The luck of the draw is always an issue in the unpredictable conditions of a British Open and McIlroy could again encounter the worst of the weather when he tees off at 1410 in the second round, with winds possibly reaching as high as 30-mph late on Friday.
Royal & Ancient organizers said they were preparing to move the tees forward if the winds get too strong.
"We do have some wind issues out there which may, dependent on direction, make some of the very back tees difficult to reach fairways from," chief executive Peter Dawson told reporters on Wednesday.
"We have told the players we may move some tees up. The back tee at the 564-yard, par-five seventh was always going to be challenging.
"It's about 270 to 280 yards to the top of the crest there and 220-ish to the fairway. Some players were having great difficulty reaching the fairway from the back tee yesterday," added Dawson.
"Without wishing to pre-empt what we do exactly, the seventh would certainly have been a candidate, as would the 243-yard, par-three 11th yesterday, for moving up."
McIlroy's runaway eight-shot victory at Congressional last month blew the golfing world away and it came as no surprise when the tousle-haired boy from Holywood was installed as 8-1 favorite by bookmakers to land the 140th edition of the British Open.
However, it is rare for any player to manage back-to-back victories in major championships.
Ireland's Padraig Harrington was the last to achieve that feat when he won the British Open and U.S. PGA Championship in 2008.
Tiger Woods, absent this week with a knee injury, produced a British Open-U.S. PGA double in 2006 but you have to flick a long way back through the record books for the previous such achievement, when Zimbabwean Nick Price captured the same two titles in 1994.
McIlroy's rivals, though, are expecting the 22-year-old to be the player to beat.
"Rory is at the forefront of a lot of people's minds and rightly so," said world number one Luke Donald.
"He was impressive in the U.S. Open.

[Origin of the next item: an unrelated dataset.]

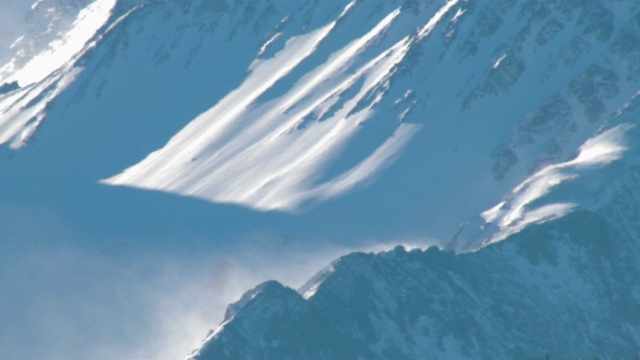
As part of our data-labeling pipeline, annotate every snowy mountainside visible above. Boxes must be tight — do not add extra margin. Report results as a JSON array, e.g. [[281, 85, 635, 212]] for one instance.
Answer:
[[449, 87, 640, 253], [449, 120, 636, 252], [103, 0, 640, 216], [1, 0, 640, 358], [0, 0, 124, 148], [189, 97, 640, 358], [2, 0, 640, 240], [0, 0, 96, 76]]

Winning majors is a big deal and he did it in great fashion."
McIlroy, just as Woods used to do when he was at the height of his powers, rose with the larks on Wednesday in order to practice in relative peace and quiet.
He may have gone under the radar at the start of the round but when he walked off the 18th green he was engulfed in a sea of fans desperate to catch a glimpse of golf's new young whizzkid.
World number six Phil Mickelson, who has won four majors but has yet to land the Claret Jug in 17 attempts, praised the way McIlroy goes about his work.
"The thing about Rory is he plays golf with a real flair and a real charisma and I think fans are drawn to that," said the 41-year-old American.
"He plays it with this youthful exuberance and it's fun to watch and see somebody play golf like that and really enjoying it. It's not just how he won the U.S. Open with his great play but also the way he interacted with people."
McIlroy, however, has won only three times in his career and players like Donald, world number two Lee Westwood and third-ranked Martin Kaymer will believe they are just as capable of mastering the Royal St George's links.